En définitive, comme l’ont constaté à juste titre les premiers juges, l’appelante a échoué à prouver qu’elle disposait d’une prétention envers l’intimée, qu’elle pouvait invoquer en compensation ou à titre reconventionnel.
Au vu de ce qui précède, l’appel doit être rejeté et le jugement confirmé.
Les frais judiciaires de deuxième instance, arrêtés à 2’250 fr. (art. 6, 62 al. 1 et 2, 67 al. 3 TFJC [tarif des frais judiciaires civils du 28 septembre 2010; RSV 270.11.5]), seront mis à la charge de l’appelante, qui succombe (art. 106 al. 1 CPC).
L’appelante versera en outre à l’intimée la somme de 1’500 fr. à titre de dépens de deuxième instance (art. 7 TDC [tarif des dépens en matière civile du 23 novembre 2010; RSV 270.11.6]).
Par ces motifs, la Cour d’appel civile prononce :
I. L’appel est rejeté.
II. Le jugement est confirmé.
III. Les frais judiciaires de deuxième instance, arrêtés à 2’250 fr. (deux mille deux cent cinquante francs), sont mis à la charge de l’appelante H.________Sàrl.
IV. L’appelante H.Sàrl versera à l’intimée F. la somme de 1’500 fr. (mille cinq cents francs) à titre de dépens de deuxième instance.
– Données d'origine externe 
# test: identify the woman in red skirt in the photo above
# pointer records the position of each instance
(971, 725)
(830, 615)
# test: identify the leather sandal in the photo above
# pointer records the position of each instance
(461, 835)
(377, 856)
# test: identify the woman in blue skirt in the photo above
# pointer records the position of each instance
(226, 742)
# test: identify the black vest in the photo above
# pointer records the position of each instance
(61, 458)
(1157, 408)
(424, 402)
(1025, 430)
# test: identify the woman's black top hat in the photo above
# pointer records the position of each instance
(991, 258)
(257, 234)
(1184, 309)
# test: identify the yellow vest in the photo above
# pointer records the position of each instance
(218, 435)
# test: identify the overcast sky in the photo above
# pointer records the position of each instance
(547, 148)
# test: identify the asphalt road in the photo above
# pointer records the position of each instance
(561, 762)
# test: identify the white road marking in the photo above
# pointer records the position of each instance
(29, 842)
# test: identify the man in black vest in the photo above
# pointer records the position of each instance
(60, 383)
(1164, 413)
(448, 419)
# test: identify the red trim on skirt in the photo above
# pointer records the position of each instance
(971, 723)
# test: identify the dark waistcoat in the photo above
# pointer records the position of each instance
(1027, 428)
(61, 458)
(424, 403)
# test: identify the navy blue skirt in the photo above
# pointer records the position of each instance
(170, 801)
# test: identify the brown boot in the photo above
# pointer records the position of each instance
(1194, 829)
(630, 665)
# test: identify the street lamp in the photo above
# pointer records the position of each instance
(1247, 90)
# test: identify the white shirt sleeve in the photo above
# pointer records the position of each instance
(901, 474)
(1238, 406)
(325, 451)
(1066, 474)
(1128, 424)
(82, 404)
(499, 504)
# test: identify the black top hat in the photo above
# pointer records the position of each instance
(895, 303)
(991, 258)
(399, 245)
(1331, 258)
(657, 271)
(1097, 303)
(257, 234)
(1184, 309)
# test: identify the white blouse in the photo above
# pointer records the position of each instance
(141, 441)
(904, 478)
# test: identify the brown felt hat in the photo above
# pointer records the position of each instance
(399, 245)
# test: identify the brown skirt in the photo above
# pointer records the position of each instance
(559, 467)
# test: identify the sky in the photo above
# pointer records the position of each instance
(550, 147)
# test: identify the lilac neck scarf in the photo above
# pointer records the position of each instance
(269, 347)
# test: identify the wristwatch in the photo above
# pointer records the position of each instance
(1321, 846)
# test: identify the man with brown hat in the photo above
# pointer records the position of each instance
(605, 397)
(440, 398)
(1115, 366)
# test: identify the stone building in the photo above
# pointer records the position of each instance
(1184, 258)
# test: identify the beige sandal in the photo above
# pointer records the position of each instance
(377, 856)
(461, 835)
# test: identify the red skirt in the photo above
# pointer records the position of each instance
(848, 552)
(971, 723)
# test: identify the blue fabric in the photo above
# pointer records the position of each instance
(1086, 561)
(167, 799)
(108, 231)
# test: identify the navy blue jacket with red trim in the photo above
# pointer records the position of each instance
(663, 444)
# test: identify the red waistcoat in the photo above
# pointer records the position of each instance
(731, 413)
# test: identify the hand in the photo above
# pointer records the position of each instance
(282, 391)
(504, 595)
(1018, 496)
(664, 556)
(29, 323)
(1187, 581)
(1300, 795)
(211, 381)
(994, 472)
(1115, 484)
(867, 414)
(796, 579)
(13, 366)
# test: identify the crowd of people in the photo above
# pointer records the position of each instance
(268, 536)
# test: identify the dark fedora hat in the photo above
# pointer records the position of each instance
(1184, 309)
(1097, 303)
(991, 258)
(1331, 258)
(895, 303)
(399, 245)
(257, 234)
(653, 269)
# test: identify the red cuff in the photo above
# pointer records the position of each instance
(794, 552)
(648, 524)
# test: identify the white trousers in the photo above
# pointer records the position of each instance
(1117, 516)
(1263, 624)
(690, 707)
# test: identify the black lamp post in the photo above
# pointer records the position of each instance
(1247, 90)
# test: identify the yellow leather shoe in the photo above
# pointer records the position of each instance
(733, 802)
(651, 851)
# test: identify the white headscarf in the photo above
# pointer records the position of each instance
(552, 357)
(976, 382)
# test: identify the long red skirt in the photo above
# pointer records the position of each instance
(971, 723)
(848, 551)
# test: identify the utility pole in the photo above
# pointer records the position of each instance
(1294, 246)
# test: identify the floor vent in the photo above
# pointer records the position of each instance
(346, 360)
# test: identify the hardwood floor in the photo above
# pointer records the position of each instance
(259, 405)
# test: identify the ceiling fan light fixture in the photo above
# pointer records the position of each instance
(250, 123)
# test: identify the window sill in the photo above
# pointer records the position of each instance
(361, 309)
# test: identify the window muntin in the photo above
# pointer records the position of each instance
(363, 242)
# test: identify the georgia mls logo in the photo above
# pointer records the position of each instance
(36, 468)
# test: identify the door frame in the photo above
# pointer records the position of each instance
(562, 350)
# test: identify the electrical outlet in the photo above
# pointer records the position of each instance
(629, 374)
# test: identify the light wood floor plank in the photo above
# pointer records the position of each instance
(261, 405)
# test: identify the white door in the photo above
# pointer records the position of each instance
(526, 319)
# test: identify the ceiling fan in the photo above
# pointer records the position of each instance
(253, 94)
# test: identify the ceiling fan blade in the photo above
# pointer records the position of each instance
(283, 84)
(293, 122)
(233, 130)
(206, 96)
V. L’arrêt est exécutoire.
Le président : La greffière :
Du
Le présent arrêt, dont la rédaction a été approuvée à huis clos, est notifié à :
‑ Me Björn Bettex (pour H.Sàrl), ‑ Me Jean-Claude Mathey (pour F.),
et communiqué, par l'envoi de photocopies, à :
‑ M. le Vice-présidence du Tribunal de prud’hommes de l’arrondissement de Lausanne.
La Cour d’appel civile considère que la valeur litigieuse est supérieure à 15'000 francs.
Le présent arrêt peut faire l'objet d'un recours en matière civile devant le Tribunal fédéral au sens des art. 72 ss LTF (loi du 17 juin 2005 sur le Tribunal fédéral – RS 173.110), le cas échéant d'un recours constitutionnel subsidiaire au sens des art. 113 ss LTF. Dans les affaires pécuniaires, le recours en matière civile n'est recevable que si la valeur litigieuse s'élève au moins à 15'000 fr. en matière de droit du travail et de droit du bail à loyer, à 30'000 fr. dans les autres cas, à moins que la contestation ne soulève une question juridique de principe (art. 74 LTF). Ces recours doivent être déposés devant le Tribunal fédéral dans les trente jours qui suivent la présente notification (art. 100 al. 1 LTF).